O Diário de Mogi
17.5.1998 | por Valmir Santos
O Diário de Mogi – Domingo, 17 de maio de 1998. Caderno A – 4
Dirigido por Rojas, Pombas Urbanas cristaliza processo de grupo em sua terceira peça
VALMIR SANTOS
São Paulo – “Ventre de Lona”, terceira montagem do Pombas Urbanas, consolida o trabalho de pesquisa que o grupo desenvolveu nos últimos oito anos, desde sua criação em São Miguel Paulista, na zona leste da Capital. Para quem assistiu a “Os Tronconenses” (91), já encenado no Municipal de Mogi, e a “Mingau de Concreto” (94), este um espetáculo de rua, o crescimento é patente.
Afinal, é o primeiro trabalho, por assim dizer, profissional do Pombas. Suas montagens anteriores tinham base amadora, sobretudo em relação aos elementos visuais (cenografia, iluminação, figurino).
O que ocorre agora é uma simbiose entre a preparação do ator, característica recorrente do grupo, com outros elementos de cena, não menos fundamentais.
Há uma melhor compreensão do texto – inicialmente batizado “Funâmbulo” e depois transformado em “Ventre de Lona”. A dramaturgia de Rojas, peruano radicado no Brasil há 23 anos, é pontuada pelo realismo fantástico presente em obras de García Marquez, por exemplo.
Com a incrementação da linguagem visual, o espetáculo consegue ser mais claro em seus planos de sonho e realidade; inclusive nos planos espaciais, já que os personagens Fu e Serzinho, vez ou outra, caminham pela corda bamba e travam diálogos onde um se situa no alto e o outro no chão.
Oscilando entre a tragicomédia – gênero ambíguo no qual o Pombas parece se situar melhor, como se viu em “Os Tronconenses” – e o drama, “Ventre de Lona” apresenta uma história muito peculiar.
A história de Fu (Adriano Mauriz), abandonado ainda bebê à porta de um velho teatro. Criado pelos fantasmas que ocupam o antigo prédio – fantasmas de grandes estrelas do teatro que passaram por aquele palco -, Fu cresce envolto em uma “bolha”, distante da realidade de seres humanos como ele.
Quem cuida do garoto são Serzinho (Marcelo Palmares), Fedegoso (Paulo Carvalho Jr.) e o Coro, todos espíritos de artistas do passado.
Graças a eles, Fu é alimentado e aprende tudo sobre o circo e o teatro. Ensinam-lhe, por exemplo, a se equilibrar no arame.

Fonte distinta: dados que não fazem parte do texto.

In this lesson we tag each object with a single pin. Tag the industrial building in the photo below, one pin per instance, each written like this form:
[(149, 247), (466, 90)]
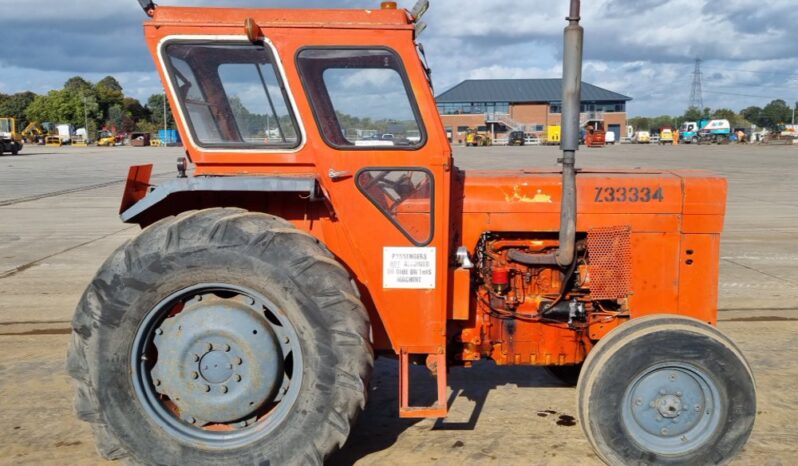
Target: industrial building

Por volta dos 10 anos. Fu estabelece seu primeiro contato com a vida real. Uma menina de rua, a Mi (Marta Guedes), invade o local através de um buraco, em busca de teto. O choque, num primeiro momento (existem pessoas como ele, de carne e osso), resulta depois em afeição. Fu se enamora de Mi, provocando ciúmes nos fantasmas adotivos.
A esse fio da meada, Rojas acrescenta histórias paralelas como a da Mulher da Casa (Juliana Flory), que resiste a mais um despejo; a da Pipa (Kátia Alexandre), única maneira do menino Fu transitar entre o passado e o futuro; e a do Homem Alado (Palmares) e sua cachorrinha Mary (Kátia), história na qual o primeiro tanto quis aprender a voar que lhe nasceram asas nas costas e agora ensina o mesmo à sua melhor amiga.
Absurdas, mas nem tanto, as situações criadas pelo autor ganham lirismo e encantamento em cena. Há um momento em que Fu lembra que via o mundo através do umbigo da barriga da mãe. Aqui fora, ele não tinha medo da morte, mas da vida.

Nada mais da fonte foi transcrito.